Week 4 Activity

Correlation vs. Causation, Crosstabulation 2.0

I recommend that you attempt to use a Do-File for the activity this week. Directions can be found below.

This week, you will begin to look more carefully at the relationships between variables…

Here you will find directions for your assignment for week 4. You’ll be using Stata commands to enrich your understanding of correlation.You’ve familiarized yourself with crosstabs in weeks 2 and 3. We’ll begin there. At this point in the semester, you’ll be invited to begin working with variables you’re interested in. You can do this by familiarizing yourself with the GSS codebook and with the techniques you’ve learned in Stata already. Take some time to play around here.

While this is presumptuous, I’d recommend that begin with a simple hypothesis that there could reasonably be a relationship between a demographic variable and an attitudes/behaviors variable. For example, you could reasonably anticipate a relationship between “sex” and “number of sexual partners reported in the past year.” So you’d select “sex” and “partners.” You’ll lock in your decision in a couple weeks, but if you’d like to play around with them in the activities, that might be worth your time.

Let’s begin with a simple cross tab and build from there.

First, you need to open your dataset:

use “L:\stats 2020.dta”

Let’s imagine that we’re interested in the two variables, “sex,” and “partners.” Remember, we can produce frequency distributions for multiple variables by using the Stata command "tab1".

tab1 sex partners

Now we can create a cross tab of these two variables by using the command:

tab sex partners

But this is a bit difficult to interpret.

Why is this output difficult to interpret?

Sometimes when we are interested in relationships between variables, it makes sense to re-code a variable to make it simpler. In this case, the variable “partners” is divided into 9 categories. But what if we were only interested in whether the respondents (1) were celibate, (2) had only one partner, (3) had multiple partners. This way we could reduce the variable to 3 categories.

Simplifying variables comes at a cost. What are some problems this could introduce? What questions would you ask yourself when determining whether or not it was appropriate to recode in this way?

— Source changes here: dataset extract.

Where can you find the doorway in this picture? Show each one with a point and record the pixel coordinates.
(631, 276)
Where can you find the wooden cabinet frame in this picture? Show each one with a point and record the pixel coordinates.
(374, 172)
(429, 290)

First we’ll use “nol” to access the numerical markers for the categories within the “partners variable.”

tab partners

tab partners,nol

Now that we can “see” the field, we can create a new variable by recoding. We’ll break this into pieces. Follow along on p. 133-135 of the Longest text.

We want to keep the category “no partners” as is. So the first element will read recode partners (0=0). We also want to keep the category "1 partner” as is. So the second element will read recode partners (1=1). We want to collapse everyone who has reported more than one sexual partner into one category. So the third element will read recode partners (2/7=3). This signals to Stata that we’d like to recode all values between 2 and 7 as “3” in the new variable. You’ll notice that I’ve left out the value “9” which is the “Don’t know” category. We will keep it as is now, but later we will learn how to drop those cases if necessary, recode partners (9=9). At the end, we will include the command “gen” to generate a new variable. All together that reads:

recode partners (0=0) (1=1)(2/7=3)(9=9), gen(partnersrecoded)

This will generate a new variable called “parnersrecoded.” We can now check in on that new variable!

tab partnersrecoded

Include your output and a brief interpretation of the output in your journal.

Now we can create a crosstab that’s a bit easier to interpret, for the purposes of our particular focus.

tab sex partnersrecoded

We could simplify it further, by creating a variable that marks whether the respondent was sexually active or sexually inactive in the prior year. Try to create the syntax on your own before checking mine below…

Great work! I created the syntax below.

recode partners (0=0)(1/9=1),gen(sexactiverecoded)

We may now want to crosstabulate this new variable with “sex.”

tab sex sexactiverecoded,row

Interpret the output in a sentence or two. What might you say, based on your readings in Salkind & Frey about this output?

As you might imagine, this information might be easier to understand by visualizing the data. Skip ahead to pg. 151 in the Longest text to follow along about how we might create a multivariate bar graph to display this data.

Without my directions here, try to create a multivariate bar chart of the variables “sex” and “sexactiverecoded". Be strategic about how you label the chart. Save the output to your journal. And interpret in a sentence or two.
With all the outputs you’ve examined, involving the variables “sex”, “partners”, “partnersrecoded”, and “sexactiverecoded”, can you identify an output that could be easily mis-read, mis-interpreted or manipulated?

Now skip ahead to pg. 184 in the Longest text to follow along. We’re going to learn one more tool for interpreting correlation: scatterplots (sometimes called “scattergrams”). We’ll work with the original “partners” variable first, to look at the measures of central tendency and variability.

Why is this variable more appropriate for these techniques than the recoded variables?

sum partners, det

Now we could produce a scatter plot of “partners” against “sex” but this would look a bit odd. Let’s try it.

scatter sex partners

Why is this not particularly interesting to interpret?
Can you imagine a variable that might be more interesting than “sex”?

Let’s try “age.”

scatter age partners

Now this output gives us something to interpret!

How would you describe the relationship between these two variables for the GSS respondents? Use the Salkind & Frey chapter to assist you.

Finally, we’ll use the “correlation” command or “corr” to interpret the data further. Turn to page 188 in the Longest text to follow along.